5. Strengths and Limitations

This study has several notable strengths. To our knowledge, this is the first study to characterize both vaginal and vulvar microbiome profiles from the same participants during the use of personal lubricants. The randomized, controlled design provides a robust framework for assessing the impact of personal lubricants on the vaginal and vulvar microbiome. The inclusion of participants across a broad age range, encompassing both premenopausal and postmenopausal women, enhances the generalizability of the findings throughout different stages of women’s life, as most prior studies on vaginal dryness have focused predominantly on postmenopausal populations. Sexual function was assessed using the FSFI questionnaire, a widely accepted and clinically validated instrument, ensuring reliable evaluation of participant-reported outcomes. The study also included novel assessments such as oral mucosal tolerance, as well as partner-reported measures via the subject perceived questionnaire and patient global impression of change, offering a comprehensive perspective on product effects all of which are available in the previous publication [21]. Nearly all participants successfully completed both the tolerance and treatment phases, with only one individual unable to finish, indicating high product tolerability and adherence. Additionally, participants were thoroughly trained by the Principal Investigator and authorized clinical site staff on proper application of the lubricants, which were provided on-site, supporting standardized use and minimizing procedural variability.

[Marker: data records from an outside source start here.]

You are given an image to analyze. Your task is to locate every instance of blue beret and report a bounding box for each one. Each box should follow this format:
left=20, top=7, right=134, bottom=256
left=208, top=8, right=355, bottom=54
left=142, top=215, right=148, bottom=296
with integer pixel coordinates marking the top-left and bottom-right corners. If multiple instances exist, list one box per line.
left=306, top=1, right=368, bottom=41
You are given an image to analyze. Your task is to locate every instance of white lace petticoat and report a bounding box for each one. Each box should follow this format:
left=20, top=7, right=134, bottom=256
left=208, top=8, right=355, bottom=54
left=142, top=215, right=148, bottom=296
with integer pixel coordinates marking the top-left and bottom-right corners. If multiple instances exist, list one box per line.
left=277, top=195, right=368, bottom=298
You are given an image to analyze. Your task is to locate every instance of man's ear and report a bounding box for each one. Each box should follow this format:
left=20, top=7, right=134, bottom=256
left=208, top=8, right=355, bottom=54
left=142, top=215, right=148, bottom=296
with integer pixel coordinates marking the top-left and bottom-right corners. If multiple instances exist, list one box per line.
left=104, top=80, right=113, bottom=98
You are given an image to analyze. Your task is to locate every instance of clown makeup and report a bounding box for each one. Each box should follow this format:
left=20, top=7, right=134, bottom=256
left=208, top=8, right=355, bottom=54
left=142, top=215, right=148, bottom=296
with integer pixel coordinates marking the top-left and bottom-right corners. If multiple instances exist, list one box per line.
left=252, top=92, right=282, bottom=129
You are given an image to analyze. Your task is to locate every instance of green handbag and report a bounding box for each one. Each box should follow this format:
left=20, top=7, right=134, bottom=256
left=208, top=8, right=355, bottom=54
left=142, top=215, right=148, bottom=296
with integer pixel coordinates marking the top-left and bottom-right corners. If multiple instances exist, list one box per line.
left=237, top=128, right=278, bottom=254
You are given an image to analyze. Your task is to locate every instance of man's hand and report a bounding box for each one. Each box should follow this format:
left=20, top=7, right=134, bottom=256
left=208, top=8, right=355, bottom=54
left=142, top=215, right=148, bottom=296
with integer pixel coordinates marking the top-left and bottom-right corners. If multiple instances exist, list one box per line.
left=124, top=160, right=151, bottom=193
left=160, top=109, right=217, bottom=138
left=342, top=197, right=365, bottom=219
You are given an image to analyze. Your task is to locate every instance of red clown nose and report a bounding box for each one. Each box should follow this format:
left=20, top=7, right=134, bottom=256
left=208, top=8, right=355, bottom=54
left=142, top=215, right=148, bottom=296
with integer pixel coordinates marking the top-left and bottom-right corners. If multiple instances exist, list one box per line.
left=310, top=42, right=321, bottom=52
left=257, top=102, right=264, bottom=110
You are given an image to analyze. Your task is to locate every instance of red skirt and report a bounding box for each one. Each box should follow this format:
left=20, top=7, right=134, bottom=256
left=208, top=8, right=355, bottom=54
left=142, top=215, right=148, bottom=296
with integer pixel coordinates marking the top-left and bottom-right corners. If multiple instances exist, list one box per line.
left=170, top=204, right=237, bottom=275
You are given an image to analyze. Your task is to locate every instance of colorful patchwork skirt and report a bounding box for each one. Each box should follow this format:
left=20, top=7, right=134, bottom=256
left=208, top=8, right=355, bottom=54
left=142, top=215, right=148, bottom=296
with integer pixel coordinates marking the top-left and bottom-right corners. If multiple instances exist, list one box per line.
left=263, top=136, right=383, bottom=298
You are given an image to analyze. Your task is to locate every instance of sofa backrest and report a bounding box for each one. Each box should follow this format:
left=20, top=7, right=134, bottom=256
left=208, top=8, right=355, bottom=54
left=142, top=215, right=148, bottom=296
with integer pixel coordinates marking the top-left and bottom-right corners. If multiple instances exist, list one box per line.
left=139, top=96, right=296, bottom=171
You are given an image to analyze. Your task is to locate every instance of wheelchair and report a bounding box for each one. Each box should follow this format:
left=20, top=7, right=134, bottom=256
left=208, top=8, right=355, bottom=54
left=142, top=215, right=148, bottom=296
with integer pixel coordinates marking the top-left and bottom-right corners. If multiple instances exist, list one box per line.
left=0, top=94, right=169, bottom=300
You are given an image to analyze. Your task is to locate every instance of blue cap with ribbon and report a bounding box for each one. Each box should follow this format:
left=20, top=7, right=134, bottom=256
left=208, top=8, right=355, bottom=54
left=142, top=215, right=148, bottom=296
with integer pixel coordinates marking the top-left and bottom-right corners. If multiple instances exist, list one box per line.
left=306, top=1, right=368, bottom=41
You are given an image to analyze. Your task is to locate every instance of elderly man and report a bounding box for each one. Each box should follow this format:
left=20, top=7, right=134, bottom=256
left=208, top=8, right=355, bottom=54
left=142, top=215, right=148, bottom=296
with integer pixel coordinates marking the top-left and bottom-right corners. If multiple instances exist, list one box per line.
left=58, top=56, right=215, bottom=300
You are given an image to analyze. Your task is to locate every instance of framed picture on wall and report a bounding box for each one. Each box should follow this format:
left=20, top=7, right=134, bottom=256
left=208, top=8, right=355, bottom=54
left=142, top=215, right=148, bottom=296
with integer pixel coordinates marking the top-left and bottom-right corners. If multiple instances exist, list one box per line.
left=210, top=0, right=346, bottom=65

Several limitations of this study should be considered when interpreting the findings. The study population in each lubricant group (N = 33) was primarily composed of Caucasian participants, limiting racial and geographic diversity, which may influence microbiome profiling and reduce generalizability. A more diverse participant pool would have allowed for a more comprehensive assessment of baseline vaginal and vulvar bacteriome distributions across lubricant groups. The sample size, however, was determined to ensure adequate statistical power for the primary clinical endpoint (a prespecified increase in FSFI ≥4 points from baseline) [21]. All participants experienced mild-to-moderate vaginal dryness, which restricts the applicability of the results to the broader population without such symptoms. The relatively short 4-week duration limits the ability to assess potential long-term effects of lubricant use on the vaginal and vulvar bacteriome. Because participants were not restricted from condom use, potential influences of the partner’s penile microbiome on subtle vaginal or vulvar microbiome changes were not captured, representing an aspect that future studies should address. Finally, the use of 16S rRNA gene sequencing targeting only the V1–V3 region provided genus-level resolution but limited species-level discrimination and functional inference; employing a longer-read 16S approach covering the full V1–V9 region could yield deeper insights into species composition and potential functional shifts within the vulvovaginal bacteriome.

6. Conclusions

This study demonstrates that the vaginal bacteriome remained remarkably stable in composition, diversity, and community structure following four weeks of repeated exposure to either a water-based or silicone-based lubricant, with only modest and non-significant fluctuations observed in the vulvar bacteriome. The significant correlation between vaginal and vulvar communities further suggests coordinated microbial stability across adjacent genital sites. Collectively, these findings support the microbiome safety of well-formulated personal lubricants during regular sexual activity and provide evidence that such products are unlikely to disrupt the vulvovaginal microbial environment in the short term.

Given the importance of maintaining a healthy genital microbiome, these results may help inform product safety guidelines by reinforcing that lubricant formulations without disruptive excipients can be compatible with microbial stability. Nevertheless, larger, longer-term studies, including those incorporating metagenomic, functional, or mechanistic assessments, are needed to fully characterize potential subtle or cumulative effects and to ensure safety across diverse populations and usage patterns.